The standard allergen series used in patch testing contains metals that most commonly cause allergic contact dermatitis. However, testing with additional metal allergens is warranted for select patients.

The researchers retrospectively analyzed outcomes of 1,000 patients suspected of having metal allergies.

Patch testing was performed with 42 metal preparations:

- 6 in the standard series
- 36 in the metal series

Patch testing most commonly was performed for patients with:

- oral disease (almost half the patients)
- hand dermatitis
- generalized dermatitis
- dermatitis affecting the lips, legs, arms, trunk, or face

At least one positive reaction was reported in 57% of patients.

Metals with the highest allergic patch-test reaction rates were nickel, gold, manganese, palladium, cobalt, ticonium, mercury, beryllium, chromium, and silver.

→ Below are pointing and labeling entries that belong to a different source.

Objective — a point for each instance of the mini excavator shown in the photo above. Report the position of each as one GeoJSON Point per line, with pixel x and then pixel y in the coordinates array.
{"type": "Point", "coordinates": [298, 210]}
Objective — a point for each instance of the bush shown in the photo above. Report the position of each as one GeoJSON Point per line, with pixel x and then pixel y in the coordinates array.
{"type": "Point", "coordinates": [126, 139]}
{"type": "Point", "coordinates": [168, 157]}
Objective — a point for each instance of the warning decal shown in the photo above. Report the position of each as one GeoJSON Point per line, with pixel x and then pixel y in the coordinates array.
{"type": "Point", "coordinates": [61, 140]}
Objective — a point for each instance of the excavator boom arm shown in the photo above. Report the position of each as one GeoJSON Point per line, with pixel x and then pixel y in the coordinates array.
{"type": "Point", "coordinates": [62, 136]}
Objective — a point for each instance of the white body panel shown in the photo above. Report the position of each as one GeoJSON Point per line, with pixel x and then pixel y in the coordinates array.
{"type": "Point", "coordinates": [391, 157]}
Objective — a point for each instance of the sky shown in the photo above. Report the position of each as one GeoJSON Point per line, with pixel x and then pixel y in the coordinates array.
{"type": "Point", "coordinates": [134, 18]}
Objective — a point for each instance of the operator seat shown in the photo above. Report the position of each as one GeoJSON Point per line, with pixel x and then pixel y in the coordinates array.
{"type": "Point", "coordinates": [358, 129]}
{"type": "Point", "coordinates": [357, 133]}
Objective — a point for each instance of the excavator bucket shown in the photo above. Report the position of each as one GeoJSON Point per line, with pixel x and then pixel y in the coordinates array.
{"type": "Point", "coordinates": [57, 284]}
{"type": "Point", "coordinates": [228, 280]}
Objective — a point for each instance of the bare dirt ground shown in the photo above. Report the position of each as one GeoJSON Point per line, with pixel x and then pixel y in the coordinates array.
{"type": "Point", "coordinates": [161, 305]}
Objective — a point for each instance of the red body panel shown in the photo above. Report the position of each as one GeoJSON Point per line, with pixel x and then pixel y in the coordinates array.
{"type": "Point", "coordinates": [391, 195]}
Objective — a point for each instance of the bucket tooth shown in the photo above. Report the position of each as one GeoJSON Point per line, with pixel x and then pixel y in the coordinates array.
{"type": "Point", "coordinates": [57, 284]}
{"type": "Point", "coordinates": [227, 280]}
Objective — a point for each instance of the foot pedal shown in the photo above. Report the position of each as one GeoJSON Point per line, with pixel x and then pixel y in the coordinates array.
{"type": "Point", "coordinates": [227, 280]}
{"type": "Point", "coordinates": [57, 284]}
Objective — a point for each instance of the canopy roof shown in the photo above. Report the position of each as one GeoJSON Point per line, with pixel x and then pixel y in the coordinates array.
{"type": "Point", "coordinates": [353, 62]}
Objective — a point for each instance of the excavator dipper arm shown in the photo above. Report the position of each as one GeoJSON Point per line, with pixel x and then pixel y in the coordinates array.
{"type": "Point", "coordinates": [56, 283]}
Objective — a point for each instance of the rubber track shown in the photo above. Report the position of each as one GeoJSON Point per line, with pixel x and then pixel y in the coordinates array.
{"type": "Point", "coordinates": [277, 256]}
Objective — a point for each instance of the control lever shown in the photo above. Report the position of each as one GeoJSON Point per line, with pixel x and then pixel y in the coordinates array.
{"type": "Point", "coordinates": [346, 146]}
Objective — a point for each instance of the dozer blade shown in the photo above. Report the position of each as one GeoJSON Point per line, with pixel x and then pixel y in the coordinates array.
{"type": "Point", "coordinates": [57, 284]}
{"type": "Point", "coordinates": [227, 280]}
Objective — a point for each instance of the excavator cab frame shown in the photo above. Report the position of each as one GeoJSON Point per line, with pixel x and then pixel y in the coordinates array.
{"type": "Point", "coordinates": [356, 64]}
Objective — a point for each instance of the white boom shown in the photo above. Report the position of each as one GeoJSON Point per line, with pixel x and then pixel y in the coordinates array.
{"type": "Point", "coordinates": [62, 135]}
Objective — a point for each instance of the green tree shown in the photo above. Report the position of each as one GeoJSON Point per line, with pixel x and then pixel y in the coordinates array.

Metals with extremely low rates of allergic patch-test reactions included zinc, ferric chloride, and tin.

Metals causing no allergic patch-test reactions were titanium, vitallium, and aluminum powder.

Reaction rates varied depending on metal salt, concentration, and timing of readings.

The study authors concluded that many metals not in the standard series were associated with allergic patch-test reactions.


Patch Testing With a Large Series of Metal Allergens. Medscape, 2012.